I am trying to solve the following question:

Compute the following integrals:

$$ \int_{|z| = 1} \frac{|dz|}{|z - \frac{i}{2}|^2}\;,\quad \int_{|z| = 1} \frac{dz}{(z - \frac{i}{2})^2}\;,\quad \int_{|z| = 1} \frac{dz}{(z - \frac{i}{2})} $$

I am wondering, how can finding the solution of one of them leads to finding the solutions of the others? Or each integration should be solved separately?
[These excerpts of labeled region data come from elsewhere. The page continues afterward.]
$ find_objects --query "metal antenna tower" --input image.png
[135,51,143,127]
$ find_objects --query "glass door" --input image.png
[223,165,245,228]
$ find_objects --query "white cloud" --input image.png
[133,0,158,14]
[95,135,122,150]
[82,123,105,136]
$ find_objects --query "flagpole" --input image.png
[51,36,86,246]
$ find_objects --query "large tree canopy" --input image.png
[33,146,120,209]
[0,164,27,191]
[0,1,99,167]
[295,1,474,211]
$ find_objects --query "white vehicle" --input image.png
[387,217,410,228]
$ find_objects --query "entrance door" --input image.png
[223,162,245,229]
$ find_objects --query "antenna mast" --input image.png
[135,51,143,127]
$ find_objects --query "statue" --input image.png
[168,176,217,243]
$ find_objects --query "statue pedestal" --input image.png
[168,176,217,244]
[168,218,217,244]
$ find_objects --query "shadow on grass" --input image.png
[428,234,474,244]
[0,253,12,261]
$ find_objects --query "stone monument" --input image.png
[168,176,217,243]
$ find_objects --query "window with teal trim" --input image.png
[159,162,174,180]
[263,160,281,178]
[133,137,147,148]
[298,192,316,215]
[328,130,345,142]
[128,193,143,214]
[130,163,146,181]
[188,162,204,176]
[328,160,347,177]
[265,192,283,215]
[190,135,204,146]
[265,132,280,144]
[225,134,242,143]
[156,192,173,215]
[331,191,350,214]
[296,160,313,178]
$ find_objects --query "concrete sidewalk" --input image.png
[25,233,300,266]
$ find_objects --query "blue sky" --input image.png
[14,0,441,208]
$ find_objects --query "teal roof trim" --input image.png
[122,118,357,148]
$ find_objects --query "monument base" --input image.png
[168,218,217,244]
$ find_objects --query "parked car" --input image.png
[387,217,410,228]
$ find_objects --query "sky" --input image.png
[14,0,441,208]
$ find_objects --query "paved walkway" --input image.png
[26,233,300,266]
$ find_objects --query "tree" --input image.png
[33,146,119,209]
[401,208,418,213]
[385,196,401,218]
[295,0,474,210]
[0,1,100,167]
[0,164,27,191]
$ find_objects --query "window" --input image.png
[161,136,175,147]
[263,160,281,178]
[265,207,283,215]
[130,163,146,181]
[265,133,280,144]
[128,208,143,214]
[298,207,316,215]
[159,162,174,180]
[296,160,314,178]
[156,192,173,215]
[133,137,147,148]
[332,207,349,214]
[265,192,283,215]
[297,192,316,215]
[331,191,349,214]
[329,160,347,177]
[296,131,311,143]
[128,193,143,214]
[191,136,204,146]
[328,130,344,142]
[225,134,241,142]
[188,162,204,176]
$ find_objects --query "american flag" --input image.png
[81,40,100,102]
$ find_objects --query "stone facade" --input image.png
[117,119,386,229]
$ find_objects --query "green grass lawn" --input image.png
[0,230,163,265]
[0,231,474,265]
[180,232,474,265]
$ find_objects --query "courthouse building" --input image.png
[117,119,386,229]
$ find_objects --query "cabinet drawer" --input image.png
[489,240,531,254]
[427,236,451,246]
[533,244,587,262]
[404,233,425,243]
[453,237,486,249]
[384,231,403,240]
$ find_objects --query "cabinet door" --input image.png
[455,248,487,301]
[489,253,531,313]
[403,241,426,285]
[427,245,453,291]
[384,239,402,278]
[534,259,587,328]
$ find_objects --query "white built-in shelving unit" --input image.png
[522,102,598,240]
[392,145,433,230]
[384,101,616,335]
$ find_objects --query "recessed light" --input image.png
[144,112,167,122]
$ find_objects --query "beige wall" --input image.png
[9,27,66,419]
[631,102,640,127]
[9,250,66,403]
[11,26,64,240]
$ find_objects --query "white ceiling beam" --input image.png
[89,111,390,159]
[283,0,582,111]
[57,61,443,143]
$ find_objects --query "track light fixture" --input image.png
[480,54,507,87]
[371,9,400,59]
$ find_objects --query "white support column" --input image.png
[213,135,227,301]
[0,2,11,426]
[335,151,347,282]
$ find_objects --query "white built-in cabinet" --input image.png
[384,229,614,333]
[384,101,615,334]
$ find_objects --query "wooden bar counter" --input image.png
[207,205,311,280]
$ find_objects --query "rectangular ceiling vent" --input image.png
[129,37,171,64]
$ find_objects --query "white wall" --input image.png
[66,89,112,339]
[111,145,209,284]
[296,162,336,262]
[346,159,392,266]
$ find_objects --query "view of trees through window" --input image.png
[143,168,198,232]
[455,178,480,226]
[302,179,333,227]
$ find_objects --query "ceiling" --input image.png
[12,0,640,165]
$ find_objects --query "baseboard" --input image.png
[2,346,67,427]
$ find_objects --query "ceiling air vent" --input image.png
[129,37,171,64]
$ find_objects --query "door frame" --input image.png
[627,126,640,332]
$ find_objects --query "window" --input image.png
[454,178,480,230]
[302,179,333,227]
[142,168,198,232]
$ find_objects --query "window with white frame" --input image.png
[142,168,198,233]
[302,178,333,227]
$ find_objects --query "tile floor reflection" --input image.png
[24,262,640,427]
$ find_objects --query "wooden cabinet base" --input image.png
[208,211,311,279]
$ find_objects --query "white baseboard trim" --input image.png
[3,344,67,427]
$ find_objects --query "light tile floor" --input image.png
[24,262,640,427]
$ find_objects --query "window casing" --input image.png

But I think there are some relations among these three integrals.

What is the importance of the absolute value in $|dz|$ in the first integral?

Any details about how to tackle this problem will be greatly appreciated!

Answer 1

• (a) Applying substitution $$\;z=e^{it},\quad t\in(0,2\pi),\quad|\text dz|=|ie^{it}\,\text dt|=2\,\text dt,\tag1$$ (pointed in the OP comments), one can get $$I_a=\int\limits_0^{2\pi}\dfrac{\text dt}{\left(\frac12-\sin2t \right)^2+\cos^22t} =4\int\limits_0^{2\pi}\dfrac{\text dt}{5-4\sin t} =4\int\limits_0^\pi\dfrac{10\,\text dt}{25-16\sin^2 t}$$ $$=\dfrac{80}9\int\limits_0^{\large\frac\pi2}\dfrac{\text dt}{\left(\tan^2t+\dfrac{25}9\right)\cos^2t}\, =\dfrac{16}{3}\arctan\left(\dfrac{3\tan t}5\right)\bigg|_0^{\large\frac\pi2},$$ $$I_a=\dfrac83\,\pi.\tag2$$

• (b) Applying substitution $$z=\dfrac12w,\quad \text dz=\dfrac12\,\text dw.\tag3, $$ one can get $$I_b(n)=\int\limits_{|z|=1} \dfrac{\text dz}{\left(z-\frac i2\right)^n} =2^{n-1}\int\limits_{|w|=2} \dfrac{\text dw}{\left(w-i\right)^n},$$ wherein $$f_n(w)=\dfrac1{\left(w-i\right)^{n}}=c_{n,0}+\dfrac{c_{n,-1}}{w-i}+\dfrac{c_{n,-2}}{(w-i)^2}+\dots.$$ Then $$I_b(n)=2^{n-1}\cdot2\pi i c_{n,-1},$$ $$I_b(1)=2\pi i,\quad I_b(2)=0.\tag4$$

Answer 2

For any smooth curve $\gamma:[a,b]\to\mathbb{C}$ and a holomorphic function $f:U\to\mathbb{C}$ where $U\subset\mathbb{C}$ is an open connected set that contains the image of the curve, the integral $\int_\gamma f(z)|dz|$ is defined as: $$ \int_\gamma f(z)|dz|:=\int_a^b f(\gamma(t))|\gamma'(t)|dt $$

So your first integral is $$ \begin{align} &\int_{0}^{2\pi}\frac{1}{|e^{it}-\frac{i}{2}|^2}|ie^{it}|dt =\int_0^{2\pi}\frac{1}{|e^{it}-\frac{i}{2}|^2}dt \\ &=\int_{0}^{2\pi}\frac{1}{\cos^2t+(\sin t+\frac12)^2}dt =\int_{0}^{2\pi}\frac1{\frac54+\sin t}\;dt =\frac{8\pi}{3} \end{align} $$ where you can calculate by the substitution $u=\tan(t/2)$.

The second and the third ones are trivial by the residue theorem because they are already in the form of the Laurent series (only one term!) and you can read the coefficient of $\dfrac{1}{z-i/2}$ in the expansion directly. So $$ \int_{|z|=1}\frac{dz}{(z-i/2)^2}=2\pi i\cdot 0=0\quad \int_{|z|=1}\frac{dz}{z-i/2}=2\pi i\cdot 1=2\pi i $$